Privacy Policy

1. Information We Collect

Information You Provide

• Account Information: When you create an account, we collect your name and email address through Apple Sign-In or Google Sign-In. We do not store your authentication credentials directly.
• Skin Profile Data: During onboarding, you provide your skin type (based on the Fitzpatrick scale), desired tanning intensity, tanning goal (build or maintain), age range, and any skin concerns (such as freckles, moles, photosensitive medication use, or history of sunburns). This information is used solely to personalize your tanning recommendations.
• Photos: You may capture a baseline selfie during onboarding and progress photos over time. Photos are stored securely in encrypted cloud storage and are used only within the app to track your tanning progress.
• Communications: If you contact us for support, we collect the content of your messages and any information you choose to provide.
• Payment Information: Subscription payments are processed entirely through Apple In-App Purchase. We do not collect, store, or have access to your credit card or payment details.

Information Collected Automatically

• Device Information: Device model, operating system version, and unique device identifiers for authentication and push notification delivery.
• Usage Data: Features accessed, screens visited, session durations, and interaction patterns to help us improve the app experience.
• Location Data: With your permission, we collect your approximate geographic location (latitude, longitude, and timezone) to provide location-specific weather and UV index data for your tanning recommendations.
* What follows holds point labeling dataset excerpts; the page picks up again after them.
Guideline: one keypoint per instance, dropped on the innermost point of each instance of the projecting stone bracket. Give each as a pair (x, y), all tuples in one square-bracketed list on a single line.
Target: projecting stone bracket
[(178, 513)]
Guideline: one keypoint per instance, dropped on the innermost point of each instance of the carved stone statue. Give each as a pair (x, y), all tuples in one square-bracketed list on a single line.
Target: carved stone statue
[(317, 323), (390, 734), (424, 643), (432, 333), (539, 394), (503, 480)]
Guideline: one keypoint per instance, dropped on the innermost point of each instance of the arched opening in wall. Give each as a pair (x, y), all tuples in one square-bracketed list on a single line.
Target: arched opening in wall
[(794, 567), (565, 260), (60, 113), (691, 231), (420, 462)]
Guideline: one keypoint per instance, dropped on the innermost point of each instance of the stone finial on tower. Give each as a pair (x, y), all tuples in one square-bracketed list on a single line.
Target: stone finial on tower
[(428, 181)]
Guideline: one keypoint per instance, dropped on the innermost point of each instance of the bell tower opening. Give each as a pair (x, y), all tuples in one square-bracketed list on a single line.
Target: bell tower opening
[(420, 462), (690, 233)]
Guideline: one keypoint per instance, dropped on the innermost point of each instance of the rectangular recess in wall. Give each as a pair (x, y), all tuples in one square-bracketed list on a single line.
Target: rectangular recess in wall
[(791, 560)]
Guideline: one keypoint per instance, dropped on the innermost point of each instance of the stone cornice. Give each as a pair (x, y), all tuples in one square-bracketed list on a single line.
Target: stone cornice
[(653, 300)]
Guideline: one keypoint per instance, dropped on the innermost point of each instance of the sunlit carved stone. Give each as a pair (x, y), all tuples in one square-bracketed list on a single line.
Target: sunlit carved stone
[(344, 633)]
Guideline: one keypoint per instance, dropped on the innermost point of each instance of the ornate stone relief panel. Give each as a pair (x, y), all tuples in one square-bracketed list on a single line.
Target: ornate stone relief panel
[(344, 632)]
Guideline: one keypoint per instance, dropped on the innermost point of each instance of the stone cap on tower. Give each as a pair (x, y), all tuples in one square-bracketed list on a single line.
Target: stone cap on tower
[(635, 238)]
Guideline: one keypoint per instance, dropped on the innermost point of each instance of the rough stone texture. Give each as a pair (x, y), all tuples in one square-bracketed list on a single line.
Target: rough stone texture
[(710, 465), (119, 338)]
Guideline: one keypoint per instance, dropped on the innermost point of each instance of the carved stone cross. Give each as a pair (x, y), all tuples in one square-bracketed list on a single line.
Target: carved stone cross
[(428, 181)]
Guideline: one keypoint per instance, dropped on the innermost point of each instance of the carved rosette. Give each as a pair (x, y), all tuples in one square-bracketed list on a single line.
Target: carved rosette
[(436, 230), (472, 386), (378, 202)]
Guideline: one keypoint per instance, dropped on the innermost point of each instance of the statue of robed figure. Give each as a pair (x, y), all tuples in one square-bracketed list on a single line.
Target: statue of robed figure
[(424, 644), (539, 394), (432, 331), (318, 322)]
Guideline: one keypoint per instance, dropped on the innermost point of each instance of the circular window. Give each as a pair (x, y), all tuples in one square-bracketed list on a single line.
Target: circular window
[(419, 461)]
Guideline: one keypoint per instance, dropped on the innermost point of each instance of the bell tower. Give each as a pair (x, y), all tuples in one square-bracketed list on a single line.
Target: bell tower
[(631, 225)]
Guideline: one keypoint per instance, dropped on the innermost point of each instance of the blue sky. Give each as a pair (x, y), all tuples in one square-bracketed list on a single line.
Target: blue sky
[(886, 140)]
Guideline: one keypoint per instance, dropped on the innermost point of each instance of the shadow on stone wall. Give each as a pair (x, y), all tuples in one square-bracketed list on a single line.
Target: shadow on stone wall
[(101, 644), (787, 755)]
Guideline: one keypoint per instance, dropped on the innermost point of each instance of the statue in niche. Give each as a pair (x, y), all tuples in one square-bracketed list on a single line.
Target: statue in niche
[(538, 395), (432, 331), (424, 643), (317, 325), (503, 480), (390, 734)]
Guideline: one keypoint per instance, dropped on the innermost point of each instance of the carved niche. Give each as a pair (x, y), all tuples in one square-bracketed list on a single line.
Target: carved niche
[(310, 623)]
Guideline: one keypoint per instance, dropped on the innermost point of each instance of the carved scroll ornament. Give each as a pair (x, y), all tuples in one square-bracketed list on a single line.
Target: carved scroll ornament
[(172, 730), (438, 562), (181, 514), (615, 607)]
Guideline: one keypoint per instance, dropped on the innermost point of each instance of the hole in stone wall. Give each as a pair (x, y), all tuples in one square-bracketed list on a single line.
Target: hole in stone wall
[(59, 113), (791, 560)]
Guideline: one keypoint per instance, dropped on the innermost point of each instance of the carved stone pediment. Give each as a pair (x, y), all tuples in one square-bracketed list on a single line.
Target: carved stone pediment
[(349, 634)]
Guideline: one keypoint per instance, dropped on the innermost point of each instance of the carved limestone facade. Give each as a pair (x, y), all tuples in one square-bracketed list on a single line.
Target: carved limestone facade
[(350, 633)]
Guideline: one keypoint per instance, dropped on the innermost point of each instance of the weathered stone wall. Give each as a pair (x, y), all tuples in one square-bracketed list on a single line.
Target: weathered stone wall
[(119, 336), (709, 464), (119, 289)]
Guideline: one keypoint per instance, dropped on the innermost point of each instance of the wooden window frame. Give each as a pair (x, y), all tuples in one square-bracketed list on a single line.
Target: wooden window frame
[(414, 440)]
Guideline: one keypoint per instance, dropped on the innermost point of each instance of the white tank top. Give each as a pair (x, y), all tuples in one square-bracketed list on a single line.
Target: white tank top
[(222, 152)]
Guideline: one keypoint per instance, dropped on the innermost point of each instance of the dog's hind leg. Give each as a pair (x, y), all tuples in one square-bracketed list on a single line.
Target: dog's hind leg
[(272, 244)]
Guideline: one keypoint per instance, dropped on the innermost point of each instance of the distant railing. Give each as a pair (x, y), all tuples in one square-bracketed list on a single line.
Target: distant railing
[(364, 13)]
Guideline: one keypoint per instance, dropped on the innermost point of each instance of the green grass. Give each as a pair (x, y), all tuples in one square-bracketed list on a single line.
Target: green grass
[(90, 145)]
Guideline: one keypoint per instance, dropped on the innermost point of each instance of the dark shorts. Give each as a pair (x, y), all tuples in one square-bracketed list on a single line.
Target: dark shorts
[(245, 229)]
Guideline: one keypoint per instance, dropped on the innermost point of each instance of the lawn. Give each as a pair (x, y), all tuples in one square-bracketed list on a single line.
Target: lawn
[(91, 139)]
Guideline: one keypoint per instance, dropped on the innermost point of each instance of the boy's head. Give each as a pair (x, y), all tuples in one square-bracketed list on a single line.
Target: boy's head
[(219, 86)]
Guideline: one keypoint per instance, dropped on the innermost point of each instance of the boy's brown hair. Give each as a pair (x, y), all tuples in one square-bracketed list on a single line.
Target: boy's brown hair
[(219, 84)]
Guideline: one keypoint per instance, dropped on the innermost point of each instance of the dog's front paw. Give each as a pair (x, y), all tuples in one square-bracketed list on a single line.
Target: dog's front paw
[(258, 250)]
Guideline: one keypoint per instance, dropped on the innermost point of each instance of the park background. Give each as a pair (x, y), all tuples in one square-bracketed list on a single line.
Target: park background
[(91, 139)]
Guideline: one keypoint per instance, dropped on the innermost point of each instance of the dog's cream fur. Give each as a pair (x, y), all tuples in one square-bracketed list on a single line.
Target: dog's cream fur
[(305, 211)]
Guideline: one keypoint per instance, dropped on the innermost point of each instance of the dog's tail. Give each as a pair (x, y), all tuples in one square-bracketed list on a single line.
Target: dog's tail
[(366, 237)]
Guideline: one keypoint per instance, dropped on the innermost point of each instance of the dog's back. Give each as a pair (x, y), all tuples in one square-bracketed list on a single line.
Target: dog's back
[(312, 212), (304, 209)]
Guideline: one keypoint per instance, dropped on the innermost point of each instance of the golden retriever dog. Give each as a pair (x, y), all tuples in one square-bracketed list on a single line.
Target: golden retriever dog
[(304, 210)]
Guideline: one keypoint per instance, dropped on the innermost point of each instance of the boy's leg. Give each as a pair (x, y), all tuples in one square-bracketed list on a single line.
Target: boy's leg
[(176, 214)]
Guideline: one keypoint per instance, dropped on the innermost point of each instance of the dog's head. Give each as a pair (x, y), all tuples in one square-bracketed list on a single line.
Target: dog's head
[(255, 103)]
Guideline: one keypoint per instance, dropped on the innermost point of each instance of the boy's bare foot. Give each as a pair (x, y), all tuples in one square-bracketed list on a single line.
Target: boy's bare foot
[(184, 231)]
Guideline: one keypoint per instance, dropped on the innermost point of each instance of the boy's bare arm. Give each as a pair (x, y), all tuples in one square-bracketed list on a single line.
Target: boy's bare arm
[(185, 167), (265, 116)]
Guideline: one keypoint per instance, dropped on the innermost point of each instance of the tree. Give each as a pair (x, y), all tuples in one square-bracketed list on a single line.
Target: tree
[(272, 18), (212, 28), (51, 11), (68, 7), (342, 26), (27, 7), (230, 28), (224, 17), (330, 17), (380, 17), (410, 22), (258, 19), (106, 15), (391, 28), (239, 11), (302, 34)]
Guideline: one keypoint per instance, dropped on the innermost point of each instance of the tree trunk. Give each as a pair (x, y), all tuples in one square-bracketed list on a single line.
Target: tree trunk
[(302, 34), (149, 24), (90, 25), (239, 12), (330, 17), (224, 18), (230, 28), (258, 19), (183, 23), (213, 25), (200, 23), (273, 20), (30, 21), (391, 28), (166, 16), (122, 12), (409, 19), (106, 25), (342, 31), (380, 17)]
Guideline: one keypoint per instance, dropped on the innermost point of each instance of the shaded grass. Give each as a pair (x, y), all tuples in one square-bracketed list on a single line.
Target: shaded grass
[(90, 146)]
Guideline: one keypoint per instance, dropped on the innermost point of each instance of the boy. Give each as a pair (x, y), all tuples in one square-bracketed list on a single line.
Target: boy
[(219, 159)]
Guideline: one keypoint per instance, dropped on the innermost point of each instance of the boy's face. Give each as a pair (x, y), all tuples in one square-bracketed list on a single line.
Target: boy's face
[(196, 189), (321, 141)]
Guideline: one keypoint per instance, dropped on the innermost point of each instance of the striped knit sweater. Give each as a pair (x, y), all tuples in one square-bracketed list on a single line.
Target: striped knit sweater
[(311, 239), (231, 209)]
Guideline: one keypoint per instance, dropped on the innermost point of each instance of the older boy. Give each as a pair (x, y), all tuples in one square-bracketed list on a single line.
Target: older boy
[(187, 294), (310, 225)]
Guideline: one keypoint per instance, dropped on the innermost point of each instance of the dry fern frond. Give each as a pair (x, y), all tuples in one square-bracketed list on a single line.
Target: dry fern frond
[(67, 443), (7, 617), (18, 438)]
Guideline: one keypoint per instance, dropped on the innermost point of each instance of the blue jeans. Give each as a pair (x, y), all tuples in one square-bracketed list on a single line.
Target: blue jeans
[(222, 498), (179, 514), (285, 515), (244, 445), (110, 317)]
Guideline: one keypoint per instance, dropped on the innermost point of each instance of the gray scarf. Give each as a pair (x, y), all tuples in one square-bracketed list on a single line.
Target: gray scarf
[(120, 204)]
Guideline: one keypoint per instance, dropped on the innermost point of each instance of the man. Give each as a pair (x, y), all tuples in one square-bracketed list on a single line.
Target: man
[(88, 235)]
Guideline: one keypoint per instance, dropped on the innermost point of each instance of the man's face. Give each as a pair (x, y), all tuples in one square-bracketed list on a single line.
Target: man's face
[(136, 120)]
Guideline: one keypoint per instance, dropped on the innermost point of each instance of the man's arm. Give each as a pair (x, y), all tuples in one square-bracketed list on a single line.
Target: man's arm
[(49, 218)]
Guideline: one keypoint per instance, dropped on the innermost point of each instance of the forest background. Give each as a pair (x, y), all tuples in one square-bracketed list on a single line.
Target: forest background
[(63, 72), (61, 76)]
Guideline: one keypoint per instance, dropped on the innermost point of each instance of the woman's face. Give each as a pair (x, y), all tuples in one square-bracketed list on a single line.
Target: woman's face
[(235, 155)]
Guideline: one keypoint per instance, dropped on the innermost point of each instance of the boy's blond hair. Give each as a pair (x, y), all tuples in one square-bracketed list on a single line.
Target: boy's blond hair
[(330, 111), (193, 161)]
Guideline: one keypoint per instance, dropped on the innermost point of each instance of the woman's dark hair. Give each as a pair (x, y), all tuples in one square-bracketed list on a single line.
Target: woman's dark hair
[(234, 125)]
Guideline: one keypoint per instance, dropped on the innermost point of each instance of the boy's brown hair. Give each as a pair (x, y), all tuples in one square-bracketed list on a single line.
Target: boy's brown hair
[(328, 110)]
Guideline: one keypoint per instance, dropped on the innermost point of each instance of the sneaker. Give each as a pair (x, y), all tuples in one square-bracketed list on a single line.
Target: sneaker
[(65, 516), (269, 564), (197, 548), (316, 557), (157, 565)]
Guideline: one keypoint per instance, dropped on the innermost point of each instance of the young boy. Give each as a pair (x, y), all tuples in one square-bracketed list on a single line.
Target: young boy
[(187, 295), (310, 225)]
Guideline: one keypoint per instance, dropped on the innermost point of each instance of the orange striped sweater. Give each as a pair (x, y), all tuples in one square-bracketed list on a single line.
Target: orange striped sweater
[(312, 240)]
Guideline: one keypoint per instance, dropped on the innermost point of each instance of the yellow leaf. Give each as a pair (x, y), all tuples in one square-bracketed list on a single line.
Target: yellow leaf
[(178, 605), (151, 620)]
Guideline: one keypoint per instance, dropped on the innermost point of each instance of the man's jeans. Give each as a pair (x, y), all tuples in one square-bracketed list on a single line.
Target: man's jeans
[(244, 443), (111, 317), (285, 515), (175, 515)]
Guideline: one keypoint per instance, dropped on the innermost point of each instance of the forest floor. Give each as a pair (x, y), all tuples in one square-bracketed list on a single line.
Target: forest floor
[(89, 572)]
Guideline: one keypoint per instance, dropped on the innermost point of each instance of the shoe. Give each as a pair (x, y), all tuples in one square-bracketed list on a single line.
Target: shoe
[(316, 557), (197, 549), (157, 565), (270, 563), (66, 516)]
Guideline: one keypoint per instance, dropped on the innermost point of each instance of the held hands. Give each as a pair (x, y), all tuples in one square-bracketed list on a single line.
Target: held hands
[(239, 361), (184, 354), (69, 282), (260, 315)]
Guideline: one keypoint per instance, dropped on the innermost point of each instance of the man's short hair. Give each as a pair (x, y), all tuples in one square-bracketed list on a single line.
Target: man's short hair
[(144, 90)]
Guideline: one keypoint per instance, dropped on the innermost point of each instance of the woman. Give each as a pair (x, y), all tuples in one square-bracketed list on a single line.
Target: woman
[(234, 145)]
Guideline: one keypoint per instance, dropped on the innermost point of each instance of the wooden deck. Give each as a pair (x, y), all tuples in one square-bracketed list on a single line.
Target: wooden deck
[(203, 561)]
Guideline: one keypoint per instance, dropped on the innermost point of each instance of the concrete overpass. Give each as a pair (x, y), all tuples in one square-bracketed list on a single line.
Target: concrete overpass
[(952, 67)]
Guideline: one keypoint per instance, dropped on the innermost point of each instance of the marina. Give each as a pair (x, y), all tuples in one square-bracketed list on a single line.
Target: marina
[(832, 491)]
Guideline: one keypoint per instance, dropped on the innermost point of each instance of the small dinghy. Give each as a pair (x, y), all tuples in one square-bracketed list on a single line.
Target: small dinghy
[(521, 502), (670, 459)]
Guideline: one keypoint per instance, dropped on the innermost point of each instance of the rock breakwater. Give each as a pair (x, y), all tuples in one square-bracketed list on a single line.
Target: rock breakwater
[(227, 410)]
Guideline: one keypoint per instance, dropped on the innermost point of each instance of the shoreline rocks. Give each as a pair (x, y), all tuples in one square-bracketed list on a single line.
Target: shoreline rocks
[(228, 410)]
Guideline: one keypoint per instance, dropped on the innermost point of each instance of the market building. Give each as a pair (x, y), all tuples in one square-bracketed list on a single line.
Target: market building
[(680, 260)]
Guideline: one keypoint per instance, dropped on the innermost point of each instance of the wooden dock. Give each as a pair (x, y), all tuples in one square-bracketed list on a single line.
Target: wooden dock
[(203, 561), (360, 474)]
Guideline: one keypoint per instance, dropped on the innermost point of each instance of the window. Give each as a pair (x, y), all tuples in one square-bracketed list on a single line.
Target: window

Location is collected only when you grant permission and is updated periodically using battery-efficient methods. We do not continuously track your location.
• Analytics Data: Aggregated and anonymized usage statistics to understand how our Services are used and to identify areas for improvement.

Information from Third Parties

• Authentication Providers: When you sign in with Apple or Google, we receive limited profile information (name, email) as authorized by you during the sign-in process.
• Weather Services: We use OpenWeatherMap to fetch real-time UV index, temperature, humidity, cloud cover, and hourly weather forecasts for your location. This data is fetched server-side using your stored location coordinates; no personal information is shared with OpenWeatherMap.
• Subscription Management: We use Superwall to manage paywalls and subscription status. Superwall may process limited device and transaction data in accordance with its own privacy policy.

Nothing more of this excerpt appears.